Kilpatrick pleads innocence as former aide agrees to testify

DETROIT – Former Detroit Mayor Kwame Kilpatrick maintains his innocence while faced with the guilty plea of a lifelong friend that could land him in federal prison.

Derrick Miller, the chief administrative officer to disgraced former mayor, received $568,000 in connection with a $117 million deal financed by the city’s pension fund.

Miller, who was indicted in December 2010 along with Kilpatrick; the mayor’s father, Bernard Kilpatrick; city contractor Bobby Ferguson; and former Detroit Water and Sewage Department Director Victor Mercado, admitted to federal authorities that he took bribes from businessmen, hand delivered cash from a contractor to Kilpatrick, and helped divert city contracts worth millions to Ferguson.

The group is accused racketeering in a series of deals meant to extort millions of dollars through Detroit Water Department contracts funded with taxpayer dollars.

Miller agreed last week in federal court to testify against Kilpatrick and the others. He is facing up to 10 years in prison and a $200,000 fine though, if he sufficiently cooperates, he could do less prison time.

During Kilpatrick’s “Real Talk” tour in Detroit last week, the former mayor insisted that Miller, a man he has known since high school, was being coerced by authorities and the media to make up stories about him and insists that he is innocent.

“I just met so many people in prison who were sitting there 30 and 40 years because someone made up a story,” Kilpatrick said last Tuesday night. “The last time I was guilty [of obstruction of justice in 2008], I lied. I accepted that and I took my punishment.

“But Derrick, he doesn’t want to take responsibility. So I have to fight it.”

Miller is the latest in a laundry list of former Detroit public officials caught in a City Hall corruption probe that has resulted in at least 18 felony convictions.

“This plea is part of a multi-year, multi-agency investigation into the corruption plaguing the city of Detroit,” FBI Special Agent in Charge Andrew Arena said last week. “Public officials involved in acts of corruption and blatant greed will be held accountable for their actions.”
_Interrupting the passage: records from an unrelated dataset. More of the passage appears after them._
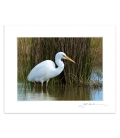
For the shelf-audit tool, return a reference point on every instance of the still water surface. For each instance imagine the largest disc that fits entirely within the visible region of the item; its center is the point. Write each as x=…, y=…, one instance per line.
x=28, y=92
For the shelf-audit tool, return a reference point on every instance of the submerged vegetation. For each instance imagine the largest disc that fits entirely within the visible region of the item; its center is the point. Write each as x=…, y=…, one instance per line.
x=86, y=52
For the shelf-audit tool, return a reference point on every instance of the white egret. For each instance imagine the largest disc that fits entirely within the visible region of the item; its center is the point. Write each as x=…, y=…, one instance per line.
x=46, y=69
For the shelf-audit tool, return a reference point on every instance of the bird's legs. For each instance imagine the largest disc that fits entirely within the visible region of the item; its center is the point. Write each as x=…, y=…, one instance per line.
x=47, y=83
x=42, y=84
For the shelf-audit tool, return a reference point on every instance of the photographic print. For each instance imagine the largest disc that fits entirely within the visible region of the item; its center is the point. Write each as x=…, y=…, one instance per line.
x=45, y=71
x=59, y=69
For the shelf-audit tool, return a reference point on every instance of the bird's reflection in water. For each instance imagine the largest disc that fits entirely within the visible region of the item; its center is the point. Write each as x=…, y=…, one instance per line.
x=31, y=92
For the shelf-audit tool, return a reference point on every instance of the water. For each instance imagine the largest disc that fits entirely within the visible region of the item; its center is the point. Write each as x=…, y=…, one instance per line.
x=29, y=92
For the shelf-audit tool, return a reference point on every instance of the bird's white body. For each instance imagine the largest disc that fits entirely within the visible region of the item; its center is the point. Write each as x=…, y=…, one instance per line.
x=46, y=69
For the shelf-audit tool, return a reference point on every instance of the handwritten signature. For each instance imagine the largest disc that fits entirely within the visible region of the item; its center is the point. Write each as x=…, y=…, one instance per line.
x=90, y=104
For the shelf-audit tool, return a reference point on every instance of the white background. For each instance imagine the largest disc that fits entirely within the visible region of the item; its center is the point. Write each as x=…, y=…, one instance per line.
x=60, y=13
x=11, y=103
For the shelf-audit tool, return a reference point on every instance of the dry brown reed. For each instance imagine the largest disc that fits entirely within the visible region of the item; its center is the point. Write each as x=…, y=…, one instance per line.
x=32, y=51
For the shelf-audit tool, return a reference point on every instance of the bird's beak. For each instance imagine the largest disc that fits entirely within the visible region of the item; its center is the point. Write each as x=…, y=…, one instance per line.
x=69, y=59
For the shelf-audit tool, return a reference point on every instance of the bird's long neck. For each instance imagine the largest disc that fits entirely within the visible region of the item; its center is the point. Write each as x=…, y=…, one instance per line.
x=60, y=65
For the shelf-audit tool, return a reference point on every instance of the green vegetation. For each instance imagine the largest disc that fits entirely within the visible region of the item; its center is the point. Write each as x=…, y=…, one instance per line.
x=86, y=52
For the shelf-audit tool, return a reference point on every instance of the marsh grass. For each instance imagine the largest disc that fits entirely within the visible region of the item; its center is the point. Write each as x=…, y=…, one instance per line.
x=86, y=52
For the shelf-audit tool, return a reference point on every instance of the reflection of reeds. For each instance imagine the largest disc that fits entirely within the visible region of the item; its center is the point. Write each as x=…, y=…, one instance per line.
x=83, y=51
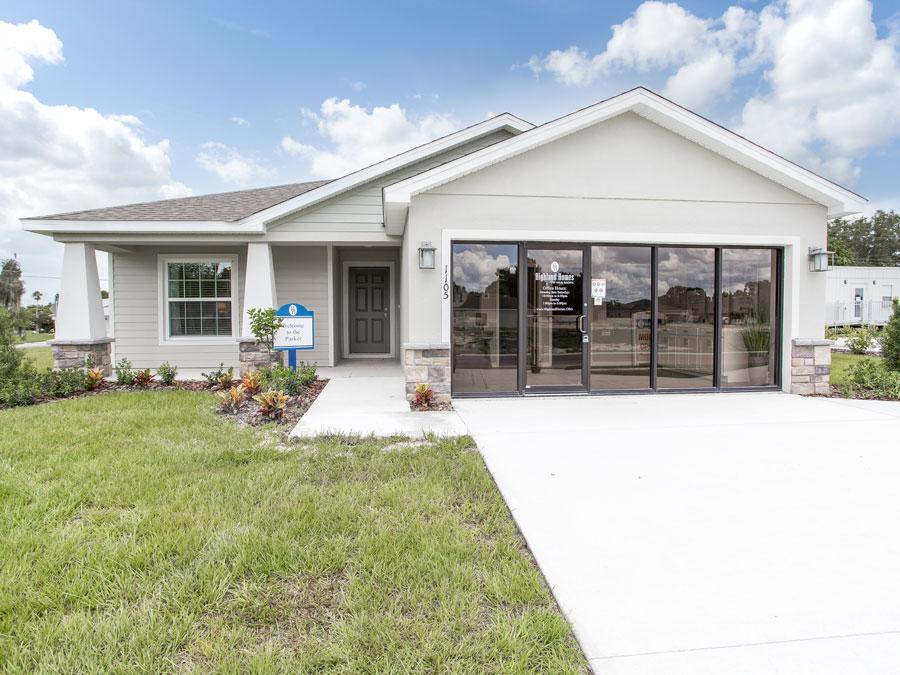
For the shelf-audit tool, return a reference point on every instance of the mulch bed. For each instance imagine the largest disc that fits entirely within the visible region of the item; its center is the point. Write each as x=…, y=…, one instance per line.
x=838, y=392
x=430, y=408
x=249, y=411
In his recently released book, Surrendered: The Rise, Fall & Revelation of Kwame Kilpatrick, Kilpatrick talked about the role Miller, whose nickname is “Zeke”, played in his life. Toward the end of his first term, Kilpatrick says that changed.

“Other than my wife and (former Chief of Staff Christine Beatty), I trusted no one more than Zeke,” Kilpatrick wrote. “Unfortunately, that trust, and our friendship, waned after I became mayor.”
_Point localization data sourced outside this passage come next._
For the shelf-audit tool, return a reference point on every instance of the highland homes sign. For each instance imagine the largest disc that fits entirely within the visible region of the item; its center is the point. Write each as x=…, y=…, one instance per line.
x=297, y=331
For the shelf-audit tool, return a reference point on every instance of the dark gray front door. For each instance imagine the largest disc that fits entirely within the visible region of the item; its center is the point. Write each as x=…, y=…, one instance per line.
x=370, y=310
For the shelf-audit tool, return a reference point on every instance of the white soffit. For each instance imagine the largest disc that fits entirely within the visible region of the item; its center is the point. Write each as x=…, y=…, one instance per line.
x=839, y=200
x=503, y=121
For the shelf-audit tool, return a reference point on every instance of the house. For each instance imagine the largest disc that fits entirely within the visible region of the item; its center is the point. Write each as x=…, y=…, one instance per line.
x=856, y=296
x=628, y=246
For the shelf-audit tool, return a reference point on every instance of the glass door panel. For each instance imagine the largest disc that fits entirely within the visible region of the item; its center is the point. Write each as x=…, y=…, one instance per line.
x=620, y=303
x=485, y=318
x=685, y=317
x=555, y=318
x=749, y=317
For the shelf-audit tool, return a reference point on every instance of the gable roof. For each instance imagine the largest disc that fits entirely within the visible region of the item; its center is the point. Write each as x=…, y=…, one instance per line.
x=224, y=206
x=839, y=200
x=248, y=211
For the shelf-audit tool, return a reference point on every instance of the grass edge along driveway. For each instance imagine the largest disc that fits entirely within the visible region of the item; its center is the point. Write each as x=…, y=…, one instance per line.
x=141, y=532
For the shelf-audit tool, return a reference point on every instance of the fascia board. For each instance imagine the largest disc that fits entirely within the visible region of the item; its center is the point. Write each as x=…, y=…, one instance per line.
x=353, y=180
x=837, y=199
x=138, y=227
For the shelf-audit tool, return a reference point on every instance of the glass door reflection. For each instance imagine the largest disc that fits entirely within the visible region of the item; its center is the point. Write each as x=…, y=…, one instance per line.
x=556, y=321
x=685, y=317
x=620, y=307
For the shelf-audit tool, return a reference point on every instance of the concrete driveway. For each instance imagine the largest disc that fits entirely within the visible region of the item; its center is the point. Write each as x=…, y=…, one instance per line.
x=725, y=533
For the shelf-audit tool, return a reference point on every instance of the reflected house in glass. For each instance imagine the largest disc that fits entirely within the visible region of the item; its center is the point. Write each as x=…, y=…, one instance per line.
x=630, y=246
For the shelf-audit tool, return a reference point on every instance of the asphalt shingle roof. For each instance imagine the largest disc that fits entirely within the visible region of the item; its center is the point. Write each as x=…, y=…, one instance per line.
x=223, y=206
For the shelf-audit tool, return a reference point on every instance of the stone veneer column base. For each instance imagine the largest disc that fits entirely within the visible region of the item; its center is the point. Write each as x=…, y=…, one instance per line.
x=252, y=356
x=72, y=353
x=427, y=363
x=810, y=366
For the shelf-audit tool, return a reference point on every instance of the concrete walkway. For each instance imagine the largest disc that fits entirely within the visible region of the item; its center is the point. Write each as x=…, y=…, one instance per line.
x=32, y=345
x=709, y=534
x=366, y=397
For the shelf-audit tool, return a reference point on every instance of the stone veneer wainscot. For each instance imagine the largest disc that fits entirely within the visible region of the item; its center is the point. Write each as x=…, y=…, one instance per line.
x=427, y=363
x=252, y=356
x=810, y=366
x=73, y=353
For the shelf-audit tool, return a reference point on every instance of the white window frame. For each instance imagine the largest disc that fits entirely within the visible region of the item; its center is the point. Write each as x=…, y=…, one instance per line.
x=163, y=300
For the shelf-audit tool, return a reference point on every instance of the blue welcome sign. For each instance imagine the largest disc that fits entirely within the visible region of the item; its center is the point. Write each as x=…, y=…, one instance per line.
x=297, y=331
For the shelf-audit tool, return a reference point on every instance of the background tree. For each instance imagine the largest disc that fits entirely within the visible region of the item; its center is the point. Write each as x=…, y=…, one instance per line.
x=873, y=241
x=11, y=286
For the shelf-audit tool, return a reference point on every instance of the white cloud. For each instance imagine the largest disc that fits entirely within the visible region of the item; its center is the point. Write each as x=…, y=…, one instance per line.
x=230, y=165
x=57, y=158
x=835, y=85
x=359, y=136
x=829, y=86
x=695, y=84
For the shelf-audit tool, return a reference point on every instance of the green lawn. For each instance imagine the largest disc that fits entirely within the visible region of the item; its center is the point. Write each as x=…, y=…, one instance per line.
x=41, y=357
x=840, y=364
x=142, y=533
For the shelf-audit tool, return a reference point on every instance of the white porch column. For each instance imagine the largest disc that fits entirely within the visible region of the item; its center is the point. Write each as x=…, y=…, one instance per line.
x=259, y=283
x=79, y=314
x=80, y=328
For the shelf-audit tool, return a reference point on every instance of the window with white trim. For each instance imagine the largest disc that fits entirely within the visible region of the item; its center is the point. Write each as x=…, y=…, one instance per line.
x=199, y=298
The former mayor insists that he knew nothing of the graft and corruption amongst the numerous members of his staff. During the “Real Talk” tour stop, Kilpatrick noted the corruption in the administrations former mayors Coleman Young and Dennis Archer, and insisted that his was different.

“It’s impossible for the leader of a city to know what everyone is doing,” Kilpatrick said. “I’m not in their lives like that. The extent of my relationship [with administration members] is ‘did the grass get cut?’ or ‘did we close the deal on the Book Cadillac hotel?’ and did the building get built.

“But this whole ‘Kilpatrick enterprise’ that [the media and feds] made up is nonsense. The team that actually sat in the cabinet meetings and moved the ship wasn’t apart of that. I don’t care if all the news stations say I did it, I’m going to stand with my feet firmly on the ground and say I didn’t do it.”

The federal RICO trial of Kilpatrick and his associates is slated to begin in early 2012 in at the U.S. District Court in Detroit. Miller is currently free on bond while awaiting sentencing. No sentencing date has been set.